Où le trimestre s'est arrêté
| Marque ou groupe | Part T2 2026 | Un an plus tôt |
|---|---|---|
| Marques chinoises (cumulées) | 10,7% | 5,7% |
| Tesla | 2,6% | 1,7% |
| BYD | 2,8% | — |
| Chery | 2,3% | — |
| Leapmotor | proche de 1% | — |
| Volkswagen (marque) | 10,2% | 11,3% |
| Ford | sous les 3% | 3,7% |
| Nissan | 1,6% | — |
Deux de ces lignes méritent qu'on s'y attarde. BYD a dépassé MG au cours du trimestre pour devenir le premier constructeur chinois d'Europe de l'Ouest en volume trimestriel, et à 2,8 % il devance désormais Tesla. C'est un véritable mouvement de fond et non du bruit statistique : sur l'ensemble du premier semestre, BYD et Tesla étaient au coude-à-coude à 2,4 % chacun, c'est donc au deuxième trimestre que BYD a pris l'avantage. Quant à la marque Volkswagen, à 10,2 %, elle se situe à moins d'un demi-point de l'ensemble du contingent chinois — une comparaison qui aurait paru absurde il y a deux ans.

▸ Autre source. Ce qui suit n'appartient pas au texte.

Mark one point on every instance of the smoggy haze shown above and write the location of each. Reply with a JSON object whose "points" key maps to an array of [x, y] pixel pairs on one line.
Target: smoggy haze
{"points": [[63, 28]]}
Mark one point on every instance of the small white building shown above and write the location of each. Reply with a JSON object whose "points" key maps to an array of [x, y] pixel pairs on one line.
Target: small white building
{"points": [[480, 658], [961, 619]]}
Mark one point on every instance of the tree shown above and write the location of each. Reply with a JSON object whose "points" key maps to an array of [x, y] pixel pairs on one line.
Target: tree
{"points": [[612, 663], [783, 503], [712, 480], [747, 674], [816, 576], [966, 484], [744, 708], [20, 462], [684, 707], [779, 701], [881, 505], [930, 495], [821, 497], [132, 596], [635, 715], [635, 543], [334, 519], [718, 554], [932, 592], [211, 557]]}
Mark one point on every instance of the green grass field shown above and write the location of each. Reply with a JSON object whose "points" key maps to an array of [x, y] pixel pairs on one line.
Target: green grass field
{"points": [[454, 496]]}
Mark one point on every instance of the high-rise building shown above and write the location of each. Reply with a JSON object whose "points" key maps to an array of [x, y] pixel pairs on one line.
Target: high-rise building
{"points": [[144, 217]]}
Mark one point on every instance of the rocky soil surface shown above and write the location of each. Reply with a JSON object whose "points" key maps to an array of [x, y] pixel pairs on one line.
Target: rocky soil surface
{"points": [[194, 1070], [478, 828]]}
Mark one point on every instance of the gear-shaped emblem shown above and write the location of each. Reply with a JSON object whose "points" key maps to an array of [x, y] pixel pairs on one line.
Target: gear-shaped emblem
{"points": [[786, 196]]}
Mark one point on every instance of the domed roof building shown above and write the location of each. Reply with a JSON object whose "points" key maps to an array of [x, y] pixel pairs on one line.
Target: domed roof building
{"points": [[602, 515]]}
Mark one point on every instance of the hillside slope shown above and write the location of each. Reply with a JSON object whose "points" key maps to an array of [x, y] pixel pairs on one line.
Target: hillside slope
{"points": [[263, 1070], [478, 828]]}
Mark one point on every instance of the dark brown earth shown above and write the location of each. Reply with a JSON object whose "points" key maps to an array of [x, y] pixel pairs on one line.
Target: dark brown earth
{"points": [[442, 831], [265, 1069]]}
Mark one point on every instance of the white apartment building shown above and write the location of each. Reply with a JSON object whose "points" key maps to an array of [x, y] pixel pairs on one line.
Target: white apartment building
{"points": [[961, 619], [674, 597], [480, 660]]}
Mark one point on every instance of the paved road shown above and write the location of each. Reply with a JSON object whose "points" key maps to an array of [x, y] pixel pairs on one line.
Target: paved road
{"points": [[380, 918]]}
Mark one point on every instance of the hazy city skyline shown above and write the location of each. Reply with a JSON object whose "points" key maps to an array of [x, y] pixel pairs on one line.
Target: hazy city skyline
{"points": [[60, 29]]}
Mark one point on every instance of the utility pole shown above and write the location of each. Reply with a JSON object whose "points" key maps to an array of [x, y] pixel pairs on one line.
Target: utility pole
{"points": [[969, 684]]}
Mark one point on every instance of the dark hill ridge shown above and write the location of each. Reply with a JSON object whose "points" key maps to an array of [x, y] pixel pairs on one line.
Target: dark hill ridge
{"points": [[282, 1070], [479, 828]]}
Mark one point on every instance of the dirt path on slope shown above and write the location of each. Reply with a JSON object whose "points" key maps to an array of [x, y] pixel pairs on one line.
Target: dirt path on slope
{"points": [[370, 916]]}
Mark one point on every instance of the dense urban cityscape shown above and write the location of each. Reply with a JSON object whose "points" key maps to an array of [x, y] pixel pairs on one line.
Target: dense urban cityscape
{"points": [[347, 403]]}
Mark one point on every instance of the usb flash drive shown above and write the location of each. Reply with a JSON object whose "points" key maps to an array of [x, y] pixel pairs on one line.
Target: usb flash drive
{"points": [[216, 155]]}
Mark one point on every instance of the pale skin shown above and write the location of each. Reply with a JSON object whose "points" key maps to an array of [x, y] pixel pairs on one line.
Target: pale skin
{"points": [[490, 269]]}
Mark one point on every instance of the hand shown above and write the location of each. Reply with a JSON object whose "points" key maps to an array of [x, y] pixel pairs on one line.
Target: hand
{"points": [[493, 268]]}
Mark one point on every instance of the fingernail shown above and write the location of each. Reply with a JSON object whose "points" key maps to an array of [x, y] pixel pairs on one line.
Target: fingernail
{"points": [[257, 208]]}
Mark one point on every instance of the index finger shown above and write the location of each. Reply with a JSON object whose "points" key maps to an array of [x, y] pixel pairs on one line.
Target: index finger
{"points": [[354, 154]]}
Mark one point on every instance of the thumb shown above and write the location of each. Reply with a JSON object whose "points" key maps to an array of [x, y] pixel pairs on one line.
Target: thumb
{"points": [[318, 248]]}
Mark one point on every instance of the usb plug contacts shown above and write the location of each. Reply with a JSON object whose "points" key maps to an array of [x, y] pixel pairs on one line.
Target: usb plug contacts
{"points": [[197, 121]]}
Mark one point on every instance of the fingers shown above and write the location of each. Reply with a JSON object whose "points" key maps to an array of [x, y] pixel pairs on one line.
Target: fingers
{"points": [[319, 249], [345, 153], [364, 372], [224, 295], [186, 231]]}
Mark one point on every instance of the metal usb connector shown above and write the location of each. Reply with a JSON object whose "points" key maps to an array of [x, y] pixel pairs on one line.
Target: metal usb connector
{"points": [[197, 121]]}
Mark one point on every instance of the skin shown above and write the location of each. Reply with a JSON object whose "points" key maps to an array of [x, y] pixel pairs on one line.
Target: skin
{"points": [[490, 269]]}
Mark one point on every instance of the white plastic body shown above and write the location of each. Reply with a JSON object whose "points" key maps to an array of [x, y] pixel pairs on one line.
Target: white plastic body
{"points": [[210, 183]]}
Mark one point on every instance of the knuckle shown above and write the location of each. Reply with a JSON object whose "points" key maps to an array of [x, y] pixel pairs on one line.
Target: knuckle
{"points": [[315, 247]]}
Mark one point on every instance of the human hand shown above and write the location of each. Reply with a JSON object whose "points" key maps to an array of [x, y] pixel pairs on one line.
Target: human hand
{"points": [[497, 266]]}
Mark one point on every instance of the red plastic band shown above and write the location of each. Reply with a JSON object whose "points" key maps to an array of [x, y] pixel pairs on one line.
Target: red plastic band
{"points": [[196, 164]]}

Les 1,6 % de Nissan donnent l'image la plus nette de qui en fait les frais. La marque s'est fait dépasser par MG, par BYD et par Tesla.
Pourquoi la courbe de Tesla est remontée
La hausse de près d'un point entier de la part de Tesla est le chiffre le plus inattendu du tableau, et Schmidt est explicite sur la cause : « L'offensive agressive de Tesla depuis 2026, avec des prix tombant à un peu plus de 30 000 € sur de nombreux marchés régionaux, a empêché une nouvelle chute des marques américaines. »
Il s'agit donc d'une reprise achetée, et non portée par le produit. Tesla n'a pas gagné le T2 en Europe de l'Ouest avec une nouvelle voiture ; elle l'a gagné en ramenant le prix d'entrée d'un modèle existant vers 30 000 €. Cela fonctionne, et cela se voit dans le trimestre — mais c'est le genre de gain qu'il faut racheter chaque trimestre, et qui se répercute sur la marge plutôt que sur la part de marché.
Ce que le trimestre ne règle pas
Un trimestre ne fait pas une tendance, et le mois suivant a pris le chemin inverse. En juillet, le marché européen du véhicule électrique a progressé d'un tiers tandis que celui de Tesla se contractait. La donnée la plus tranchante de ce mois est venue du marché le plus électrifié du continent, où Toyota a dominé la Norvège et Tesla n'a immatriculé que 24 voitures.
Les deux constats sont vrais. Le T2 a été la meilleure part de marché de Tesla en Europe de l'Ouest depuis un an ; juillet en a effacé une partie. À quiconque cite les 2,6 % comme preuve d'un redressement, il faudrait demander de quels trois mois il parle.
Ce que cela signifie pour un acheteur européen
La pression à la baisse sur les prix dans le segment où Tesla vend est désormais structurelle plutôt que promotionnelle. Des marques chinoises à un dixième du marché total, avec Leapmotor qui profite de son éligibilité aux subventions italiennes et BYD qui vend purement et simplement plus que Tesla, cela signifie que la Tesla à environ 30 000 € est une réponse à la concurrence et non une faveur. Si vous attendez, la trajectoire des prix reste en votre faveur — et c'est précisément pour cela qu'il vaut la peine d'observer si Tesla parvient à tenir ses 2,6 % sans baisser à nouveau ses prix.